Learn Policy Optimally via Efficiently Utilizing Data

Speaker:        Dr. Lin Yang
                Princeton University

Title:          "Learn Policy Optimally via Efficiently Utilizing Data"

Date:           Tuesday, 12 March 2019

Time:           4:00pm - 5:00pm

Venue:          Room 4582 (via lift 27/28), HKUST

Abstract:

Recent years have witnessed increasing empirical successes in
reinforcement learning. Nevertheless, it is an irony that many theoretical
problems in this field are not well understood even in the most basic
setting. For instance, the optimal sample and time complexities of policy
learning in finite-state Markov decision process still remain unclear.
Given a state-transition sampler, we develop a novel algorithm that learns
an approximate-optimal policy in near-optimal time and using a minimal
number of samples. The algorithm makes updates by processing samples in a
"streaming" fashion, which requires small memory and naturally adapts to
large-scale data.
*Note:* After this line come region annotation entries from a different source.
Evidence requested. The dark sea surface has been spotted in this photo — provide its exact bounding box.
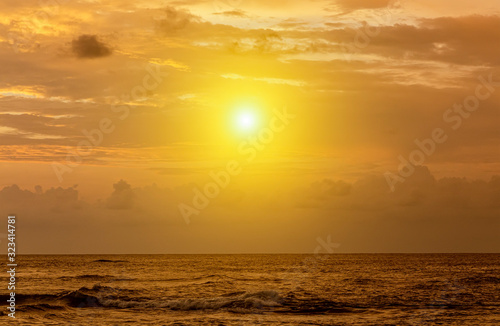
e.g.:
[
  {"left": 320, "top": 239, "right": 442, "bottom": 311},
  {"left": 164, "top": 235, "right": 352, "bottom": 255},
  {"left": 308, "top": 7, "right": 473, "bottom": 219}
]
[{"left": 0, "top": 254, "right": 500, "bottom": 325}]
Our result resolves the long-standing open problem on
the sample complexity of Markov decision process and provides new insights
on how to use data efficiently in learning and optimization.
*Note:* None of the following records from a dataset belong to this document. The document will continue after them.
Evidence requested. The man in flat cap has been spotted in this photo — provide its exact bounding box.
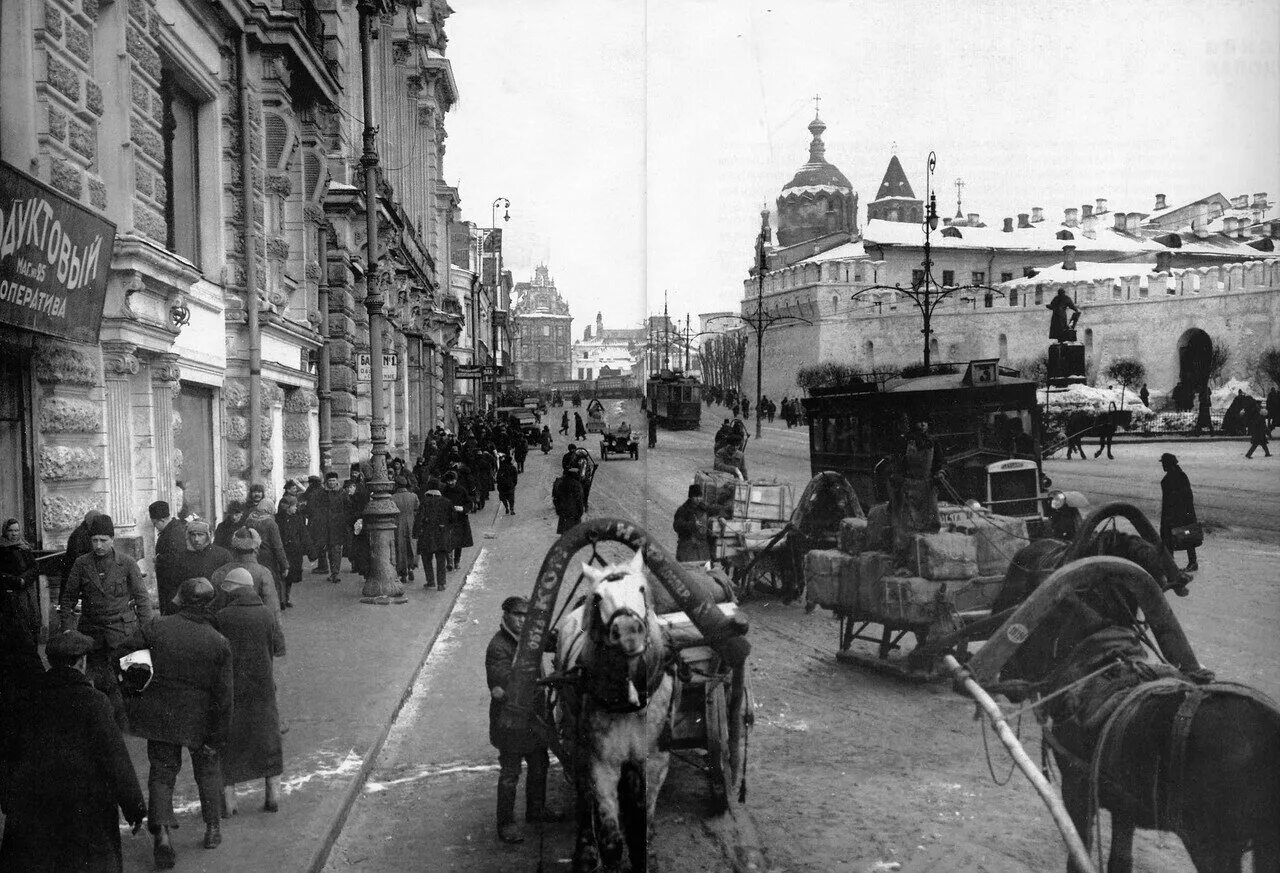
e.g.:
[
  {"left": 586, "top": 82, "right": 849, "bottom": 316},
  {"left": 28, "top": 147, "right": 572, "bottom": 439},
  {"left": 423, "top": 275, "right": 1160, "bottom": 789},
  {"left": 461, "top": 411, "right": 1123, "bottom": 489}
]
[
  {"left": 58, "top": 515, "right": 151, "bottom": 730},
  {"left": 484, "top": 597, "right": 562, "bottom": 842},
  {"left": 0, "top": 631, "right": 147, "bottom": 870},
  {"left": 119, "top": 579, "right": 234, "bottom": 870},
  {"left": 209, "top": 527, "right": 280, "bottom": 621}
]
The algorithm and analysis can be extended to solve two-person stochastic
games and feature-based Markov decision problems while achieving
near-optimal sample complexity. We further illustrate several other
examples of learning and optimization over streaming data, with
applications in accelerating Astrophysical discoveries and improving
network securities


******************
Biography:

Lin Yang is currently a postdoctoral researcher at Princeton University
working with Prof. Mengdi Wang. He obtained two Ph.D. degrees
simultaneously in Computer Science and in Physics & Astronomy from Johns
Hopkins University in 2017. Prior to that, he obtained a bachelor's degree
from Tsinghua University. His research focuses on developing fast
algorithms for large-scale optimization and machine learning. This
includes reinforcement learning and streaming methods for optimization and
function approximations. His algorithms have been applied to real-world
applications including accelerating astrophysical discoveries and
improving network security. He has published numerous papers in top
Computer Science conferences including NeurIPS, ICML, STOC, and PODS. At
Johns Hopkins, he was a recipient of the Dean Robert H. Roy Fellowship.